"The world is a book and those who do not travel read only one page."
—Augustine of Hippo
"It is good to have an end to journey toward; but it is the journey that matters, in the end."
One day, Rainer Jenss looked at his wife and said, "Let's do it now, while the kids are young." They'd always been dreaming about traveling the world—probably a hazard of working at National Geographic, like Jenss did for 16 years. So when they sold their house, quit their jobs, and packed their bags to spin the globe with their two sons, then ages 8 and 11, there'd been a shift. They knew it was a little crazy, but they wanted to give their boys that foundation. "They'd see the world and understand that it doesn't just revolve around us and what we do. There are other perspectives and ways to live."
They used an around-the-world ticket (issued by an airline alliance network) for 13 months, which allowed them to puzzle out the mileage and segment requirements among participating international carriers. They visited almost every continent, and spent less money than if they'd lived the year in New York. "The sacrifice is a year of income. But for me, that sacrifice was well worth it." The trip manifested into a profession: Jenss blogged the experience and was ranked one of the top 25 travel bloggers; and this March, he's launching the Family Travel Association, based in Nyack, which aims to inspire families to travel more and more broadly.
"One big factor of anxiety around family vacations is, 'Will the kids have fun?' Parents have it in their heads, 'All my kids want to do is play video games,' and if you're not exposing them to things, then yeah. It's up to the parents. When you learn to travel, you travel to learn." Jenss is a big believer in the positive effects of travel on children and feels that travel should be part of every child's education. "Trips can change a child's life," he says. "They learn new skills; it changes their cultural understanding; it connects you to the environment—kids are unplugged. Kids are curious about the world, and travel exposes them to things they only read about."
Most Americans, however, consider travel to be an indulgence. Studies show that every year, we leave earned vacation days on the boardroom table, and we usually rank among the highest in Expedia's annual vacation deprivation study, afraid that bosses and coworkers will penalize us for days off. The stress from work causes health issues and less productivity and costs us family time. For Jenss, it's a function of cultural values. He asks, "Why is it a virtue to work harder than someone else?" We value possessions over experience, but Jenss feels we should value a balanced life. Family travel is an opportunity to experience something unavailable at home. "Travel shouldn't just be recreational, it should be transformational."

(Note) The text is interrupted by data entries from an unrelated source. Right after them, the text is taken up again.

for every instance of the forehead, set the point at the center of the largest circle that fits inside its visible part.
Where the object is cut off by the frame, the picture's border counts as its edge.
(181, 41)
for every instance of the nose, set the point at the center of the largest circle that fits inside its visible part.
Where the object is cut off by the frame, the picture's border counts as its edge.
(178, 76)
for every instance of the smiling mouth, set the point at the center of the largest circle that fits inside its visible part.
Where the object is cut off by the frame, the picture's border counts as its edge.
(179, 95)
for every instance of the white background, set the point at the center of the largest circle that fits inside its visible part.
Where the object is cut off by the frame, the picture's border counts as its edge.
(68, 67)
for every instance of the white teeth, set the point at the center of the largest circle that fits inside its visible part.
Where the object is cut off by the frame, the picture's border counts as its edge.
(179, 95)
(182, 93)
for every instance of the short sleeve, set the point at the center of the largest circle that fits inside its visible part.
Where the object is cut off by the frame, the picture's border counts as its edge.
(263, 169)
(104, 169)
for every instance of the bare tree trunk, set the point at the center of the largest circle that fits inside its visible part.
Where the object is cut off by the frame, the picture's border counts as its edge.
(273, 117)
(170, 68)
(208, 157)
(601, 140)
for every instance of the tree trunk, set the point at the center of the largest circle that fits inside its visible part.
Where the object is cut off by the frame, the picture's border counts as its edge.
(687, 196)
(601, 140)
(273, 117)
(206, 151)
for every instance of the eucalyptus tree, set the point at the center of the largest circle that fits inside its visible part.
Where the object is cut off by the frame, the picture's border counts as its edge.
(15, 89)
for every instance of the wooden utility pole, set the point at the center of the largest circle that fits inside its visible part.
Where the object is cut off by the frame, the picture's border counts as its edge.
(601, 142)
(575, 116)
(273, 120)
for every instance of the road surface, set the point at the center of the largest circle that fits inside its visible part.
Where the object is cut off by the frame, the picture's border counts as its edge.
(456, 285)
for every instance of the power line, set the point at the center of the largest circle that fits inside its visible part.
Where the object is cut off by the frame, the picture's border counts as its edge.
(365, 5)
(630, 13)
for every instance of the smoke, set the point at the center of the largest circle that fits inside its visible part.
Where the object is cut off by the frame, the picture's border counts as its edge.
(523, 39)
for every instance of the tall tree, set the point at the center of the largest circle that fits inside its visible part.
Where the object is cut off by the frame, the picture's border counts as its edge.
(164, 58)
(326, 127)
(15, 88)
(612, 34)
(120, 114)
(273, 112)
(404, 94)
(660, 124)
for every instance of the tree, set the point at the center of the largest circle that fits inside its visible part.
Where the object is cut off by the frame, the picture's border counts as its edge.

For parents who worry that kids will only remember the inane aspects of an expensive trip, like the gelato in Italy, and miss the majesty of the Sistine Chapel, Jenss warns, "Don't underestimate your kids." It's about going for the authentic experience. Travelers who stay local through house rental outfits like Airbnb find a more personal, family-friendly experience. "When we were in Greece, we lived in someone's house," Jenss says. "We looked around the supermarket. It forces you to be more exposed." Family travel opens up the possibility of meeting locals, who are often especially friendly toward travelers with kids. "What's undersold and underappreciated about travel is that what's most memorable are the people you meet." To help his children become invested in the world trip, Jenss involved them in the planning process with books and movies. He had each child bring their own camera to connect with what they're seeing, a tip that works universally for engaging kids. But the ultimate goal, Jenss reminds, is "at the end of the day, you're creating positive childhood memories."
As someone hardwired to track travel trends, Jenss cites one that actually merges two: multigenerational travel and the gift vacation. "People want to spend quality family time together, and travel is a gateway to do that. One clear reason multigenerational travel is growing is that grandparents have the money, and they're paying for these trips. They're more active, healthier, living longer, so they want to spend more time with their kids and grandchildren."